Consider the following multi-model use case of generating text output from media. We provide a picture of the flight departure schedule to the model and ask it to analyse the image and provide the list of flights meeting a criterion. The Java code using Spring AI is:
String userPrompt = “Analyze the content in provided image, and provide list of flights that are not delayed or cancelled”; ClassPathResource resource = new ClassPathResource(“ /flight_schedule .png “); UserMessage message = new UserMessage(userPrompt, List.of(new Media(MimeTypeUtils.IMAGE_PNG,resource))); ChatResponse response = chatModel.call(new Prompt(List.of(message))); |
The image supplied to the above code snippet is shown in Figure 1.
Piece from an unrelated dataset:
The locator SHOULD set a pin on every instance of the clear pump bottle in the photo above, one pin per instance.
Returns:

Sample output from the above code is:
The following flights are not delayed or cancelled: - 12:04 PARIS (A23 ON TIME) - 12:19 HONG KONG (B25 ON TIME) - 12:21 BERLIN (B17 ON TIME) - 12:23 PEKING (A07 ON TIME) |
The power of the GenAI models is evident from the response generated above where the model parsed the media and extracted the information, and generated output text based on the instructions provided in the input prompt.
Support for RAG
Spring AI offers VectorStore abstraction, which can be used to interact with various vector databases. This makes it possible to add retrieval augmented generation (RAG) capabilities to Java applications. Advanced capabilities like RAG are very helpful for organisations in enriching the commoditised GenAI models with domain-specific and industry-specific knowledge. This makes the models more context-aware, and helps in generating tuned, custom results that are more useful compared to generic responses.
These are only a few of the key features provided by Spring AI. The community has also added a lot of critical supporting capabilities that makes the Spring AI framework truly enterprise-grade for use. Features like observability provide insights into AI related operations. Interfaces like ‘Evaluator’ help to evaluate AI models and can be used to protect applications from problems like hallucinations by AI models.
The Spring open source frameworks have served Java applications for decades. Their innovations, stability and support have immensely benefited the Java ecosystem. Spring AI is another great framework that is being enhanced iteratively with great features. This will help the Java developer ecosystem and organisations to quickly integrate their applications with the GenAI tech advancements.